SALT LAKE CITY — State lawmakers are considering a bill that would allow police to use unmanned aerial vehicles to look for missing people and survey crash scenes without a search warrant.

But the American Civil Liberties Union of Utah and Libertas Institute say HB296 would create too many loopholes in a law the Legislature passed last year restricting how law enforcement uses drones.

Rep. Scott Sandall, R-Tremonton, told a House committee Friday that police departments shy away from using the technology because the law requires them to obtain warrants and record and report data from each flight. The bill would carve out exemptions for testing and training, people searches and investigating traffic accidents.
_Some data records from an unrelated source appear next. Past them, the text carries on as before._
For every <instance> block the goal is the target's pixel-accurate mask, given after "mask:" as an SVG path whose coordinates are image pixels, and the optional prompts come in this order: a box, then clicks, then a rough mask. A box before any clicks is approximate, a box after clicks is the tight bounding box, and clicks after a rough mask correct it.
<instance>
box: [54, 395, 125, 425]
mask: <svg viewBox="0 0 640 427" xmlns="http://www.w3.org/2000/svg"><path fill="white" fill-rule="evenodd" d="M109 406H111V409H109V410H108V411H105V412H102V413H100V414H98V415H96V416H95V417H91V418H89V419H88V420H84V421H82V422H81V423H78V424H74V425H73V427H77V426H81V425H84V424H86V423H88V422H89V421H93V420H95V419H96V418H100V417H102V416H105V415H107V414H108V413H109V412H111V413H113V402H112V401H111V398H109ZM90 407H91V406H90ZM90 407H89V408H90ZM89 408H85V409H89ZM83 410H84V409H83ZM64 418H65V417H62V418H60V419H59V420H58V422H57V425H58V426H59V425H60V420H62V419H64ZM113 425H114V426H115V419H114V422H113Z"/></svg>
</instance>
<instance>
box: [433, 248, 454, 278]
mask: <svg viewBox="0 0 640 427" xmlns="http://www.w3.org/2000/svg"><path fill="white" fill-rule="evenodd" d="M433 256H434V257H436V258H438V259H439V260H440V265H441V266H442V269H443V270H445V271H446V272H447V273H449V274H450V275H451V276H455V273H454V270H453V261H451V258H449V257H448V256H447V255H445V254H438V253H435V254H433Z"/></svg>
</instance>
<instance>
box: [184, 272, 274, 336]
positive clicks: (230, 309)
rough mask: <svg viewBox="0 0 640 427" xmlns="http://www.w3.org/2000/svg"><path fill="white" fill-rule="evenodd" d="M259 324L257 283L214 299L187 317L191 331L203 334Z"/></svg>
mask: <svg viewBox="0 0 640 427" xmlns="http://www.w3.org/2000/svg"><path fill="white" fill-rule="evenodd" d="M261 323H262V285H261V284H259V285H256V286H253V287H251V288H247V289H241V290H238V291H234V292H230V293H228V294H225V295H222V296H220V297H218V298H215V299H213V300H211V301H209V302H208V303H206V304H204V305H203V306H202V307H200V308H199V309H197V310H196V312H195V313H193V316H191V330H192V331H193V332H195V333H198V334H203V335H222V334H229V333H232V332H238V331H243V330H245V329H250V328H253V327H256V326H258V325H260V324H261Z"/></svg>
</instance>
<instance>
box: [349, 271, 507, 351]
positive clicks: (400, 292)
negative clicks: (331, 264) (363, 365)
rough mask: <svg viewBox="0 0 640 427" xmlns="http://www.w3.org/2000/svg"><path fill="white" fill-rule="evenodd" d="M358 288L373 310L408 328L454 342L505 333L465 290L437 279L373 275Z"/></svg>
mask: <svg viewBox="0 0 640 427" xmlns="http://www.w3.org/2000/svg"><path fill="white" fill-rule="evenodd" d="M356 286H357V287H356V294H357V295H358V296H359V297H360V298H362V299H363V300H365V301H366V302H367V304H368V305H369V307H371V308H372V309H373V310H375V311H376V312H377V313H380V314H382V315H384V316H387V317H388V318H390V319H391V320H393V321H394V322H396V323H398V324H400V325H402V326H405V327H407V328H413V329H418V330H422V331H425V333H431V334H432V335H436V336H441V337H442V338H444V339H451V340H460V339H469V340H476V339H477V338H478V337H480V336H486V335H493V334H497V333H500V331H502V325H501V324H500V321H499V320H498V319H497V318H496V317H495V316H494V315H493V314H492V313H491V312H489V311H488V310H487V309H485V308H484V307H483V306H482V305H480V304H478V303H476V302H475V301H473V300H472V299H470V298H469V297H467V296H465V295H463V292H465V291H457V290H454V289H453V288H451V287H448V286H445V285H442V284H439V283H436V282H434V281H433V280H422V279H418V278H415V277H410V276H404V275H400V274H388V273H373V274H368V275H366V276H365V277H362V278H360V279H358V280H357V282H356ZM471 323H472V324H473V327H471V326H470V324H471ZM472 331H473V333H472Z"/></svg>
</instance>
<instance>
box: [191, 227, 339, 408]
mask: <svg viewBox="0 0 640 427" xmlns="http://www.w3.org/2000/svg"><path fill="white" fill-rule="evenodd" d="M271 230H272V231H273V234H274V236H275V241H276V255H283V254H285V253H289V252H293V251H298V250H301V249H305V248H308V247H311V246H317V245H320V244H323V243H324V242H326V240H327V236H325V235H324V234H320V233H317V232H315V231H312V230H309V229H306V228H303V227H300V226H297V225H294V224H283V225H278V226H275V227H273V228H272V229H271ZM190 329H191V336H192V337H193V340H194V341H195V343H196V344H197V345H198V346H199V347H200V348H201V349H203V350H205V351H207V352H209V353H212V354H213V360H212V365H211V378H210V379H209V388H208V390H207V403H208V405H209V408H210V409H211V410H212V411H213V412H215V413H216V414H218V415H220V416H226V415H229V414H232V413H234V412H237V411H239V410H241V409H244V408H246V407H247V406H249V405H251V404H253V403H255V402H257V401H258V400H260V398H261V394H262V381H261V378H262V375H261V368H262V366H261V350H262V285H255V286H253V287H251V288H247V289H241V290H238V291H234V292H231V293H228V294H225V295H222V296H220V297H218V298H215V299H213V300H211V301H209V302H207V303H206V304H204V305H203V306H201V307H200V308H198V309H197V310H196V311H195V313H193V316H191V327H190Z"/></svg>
Jeremiah Riley, representing the Box Elder County Redevelopment Agency, said the bill strikes a balance that allows police to use drones in sensible ways that would not create surveillance concerns. The county has a state grant to build a unmanned aerial vehicle test center.

The bill is problematic no matter how well-intentioned it is, Connor Boyack, president of the Libertas Institute, told the Economic Development and Workforce Services Committee. He said the reporting requirements are not burdensome and are needed for transparency.

Boyack also raised questions about how police would handle evidence of a crime they happened across on a training flight.

"There are some issues that definitely need to be looked at," said Rep. Curt Oda, R-Clearfield.

The committee voted to hold the bill to give Sandall time to work those issues out.

State lawmakers passed SB167 during the 2014 Legislature, prohibiting Utah law enforcement from gathering information using an unmanned aerial vehicle without a search warrant supported by probable cause. The bill also created requirements for storage, retention and disposal of data collected by drones.

The measure requires the Utah Department of Public Safety to report its use of drones annually to the Legislature, including the number of times drones were used, the nature of the investigations, data gathered and cost.